Les discussions à l'Assemblée nationale sur la légalisation de l'aide à mourir ont repris, avec un vote prévu le 24 février, dans un cadre législatif particulièrement controversé.
Michel Houellebecq, figure emblématique de la littérature contemporaine et critique aguerri de l'euthanasie, a exprimé son désaccord lors d'une réunion publique le 17 février. Son intervention s'inscrit dans la continuité de son opposition à cette proposition de loi, qui vise à autoriser l'assistance au suicide dans certaines conditions. "Le terme 'loi de fraternité' semble trahir le sens même de fraternité. L'idée de provoquer la mort pour des raisons compassionnelles m'interroge," a-t-il déclaré, soulignant ses préoccupations éthiques.

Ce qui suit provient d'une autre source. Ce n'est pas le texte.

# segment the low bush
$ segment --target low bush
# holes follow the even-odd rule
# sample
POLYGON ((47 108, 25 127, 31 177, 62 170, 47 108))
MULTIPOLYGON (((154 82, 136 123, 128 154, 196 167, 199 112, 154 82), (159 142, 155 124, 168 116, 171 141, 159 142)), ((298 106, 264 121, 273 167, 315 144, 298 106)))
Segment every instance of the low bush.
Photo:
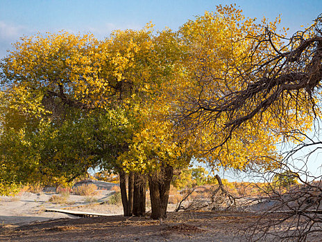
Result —
POLYGON ((74 193, 80 196, 94 196, 97 194, 97 187, 95 184, 83 184, 75 187, 74 193))
POLYGON ((116 192, 113 195, 110 196, 108 200, 108 204, 110 205, 120 205, 122 199, 121 197, 121 192, 116 192))
POLYGON ((53 195, 50 197, 49 201, 56 204, 67 203, 68 197, 65 196, 53 195))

Lors des débats parlementaires, le président Macron a promis, en mars 2024, une "loi de fraternité" qui ambitionne de trouver un équilibre entre l'autonomie individuelle et la solidarité nationale face à la souffrance. Cette loi encadrerait la possibilité pour les patients en fin de vie de choisir de mettre un terme à leur existence de manière assistée. Cependant, les opinions divergent sur la rigidité des critères d'accès à cette aide, certains jugent qu'ils manquent de fermeté.
Une opposition éthique et philosophique
Le projet de loi, relancé lundi, a suscité un débat intense tant au sein de l'Assemblée qu'auprès du public. Les partisans de cette mesure soulignent les protections et les douces mesures d'accompagnement visant à préserver la dignité humaine. À l'inverse, les opposants, dont Houellebecq fait partie, soulignent le risque d'une dérive où l'accompagnement de la souffrance pourrait être perçu comme une facilité de mettre fin à la vie.
À 69 ans, l'écrivain continue de défendre l'idée que la vraie avancée se trouve dans l'amélioration des soins palliatifs plutôt que dans la promotion de l'euthanasie. "Administer une substance létale est une chose que l’humanité sait réaliser depuis longtemps, mais trouver des façons de soulager la souffrance, c’est ce qui constitue un véritable progrès," a-t-il affirmé, soulignant les dangers de ce qu'il considère comme une "régression" pour la société. Comme l'indiquait récemment une étude de l'Institut Montaigne, la question de la souffrance en fin de vie reste d'une extrême complexité, où le besoin de dialogue et de compréhension est plus que jamais essentiel.